After using the oversampling technique and dividing the dataset into training, validation, and testing sets, Table 2 displays the class distribution. To ensure balance across the classes, each disease category was oversampled to a total of 572 samples. After that, the dataset was divided so that each class had 458 samples for training, with 80% of the samples from each class allocated to the training set. The validation set, which is used to adjust the model’s hyperparameters, included 10% of the samples from each class, or 57 samples per class. In a similar vein, 10% of the samples (or 57 samples per class) were included in the testing set, which is used to assess the model’s performance following training. By guaranteeing that every class is equally represented in the model, bias towards the majority class is avoided, and the model’s capacity to generalise to all illness categories is enhanced.

3.1.2. Data Preprocessing and Signal Enhancement

A consistent preprocessing pipeline was applied before feature extraction. The main steps were audio format loading, amplitude normalisation, FFT-based denoising, transient-noise suppression and segmentation into fixed-length respiratory windows. These steps were used to improve signal quality and produce stable inputs for the CNN-LSTM-TD classifier [22].

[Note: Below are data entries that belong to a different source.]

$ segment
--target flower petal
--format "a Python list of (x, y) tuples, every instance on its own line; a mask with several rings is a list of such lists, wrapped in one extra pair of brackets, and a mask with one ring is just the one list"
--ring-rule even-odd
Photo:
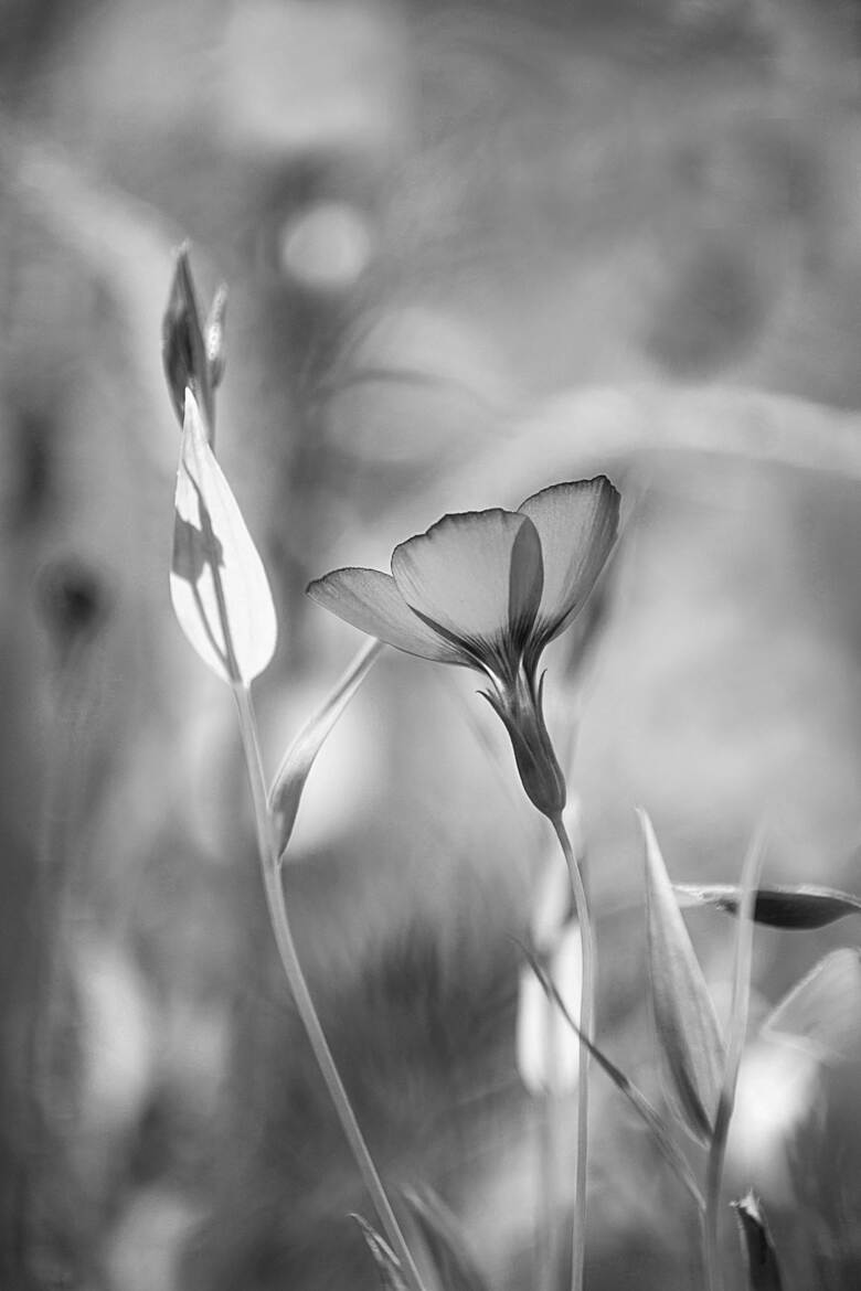
[(618, 493), (605, 475), (554, 484), (522, 502), (541, 538), (541, 646), (565, 627), (593, 590), (616, 541)]
[(307, 595), (345, 622), (408, 655), (439, 664), (469, 662), (412, 612), (395, 580), (380, 569), (334, 569), (309, 584)]
[(275, 605), (188, 389), (174, 509), (170, 599), (179, 626), (218, 676), (248, 684), (275, 652)]
[(427, 533), (395, 547), (398, 590), (416, 613), (485, 655), (483, 647), (507, 640), (512, 611), (519, 630), (534, 617), (541, 564), (528, 537), (518, 544), (524, 524), (525, 516), (498, 509), (444, 515)]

Normalisation standardised the signal amplitude so that differences in recording loudness did not dominate the feature representation. Z-score normalisation was applied as follows:

z [n] = \frac{X [n] - μ x}{σ x}

(1)

where x[n] is the raw audio sample,

μ

x is the mean amplitude of the recording, and

σ x

is the standard deviation. This transformation centres the signal and scales it to a comparable amplitude range before denoising and feature extraction.

After normalisation, FFT-based denoising was used to transform the signal from the time domain into the frequency domain. For a discrete lung-sound signal x[n] of length N, the Fast Fourier Transform estimates the frequency components as

X [k] = \sum_{n = 0}^{N - 1} x [n] e^{- j 2 π k n / N}

(2)

A band-pass filter H[k] was then applied to retain the main respiratory sound band and suppress irrelevant low- and high-frequency components. The filtered spectrum was computed as Y[k] = H[k]X[k], and the cleaned signal was reconstructed using the inverse FFT, y[n] = IFFT{Y[k]}. In this study, the relevant respiratory band was treated as approximately 20–1000 Hz.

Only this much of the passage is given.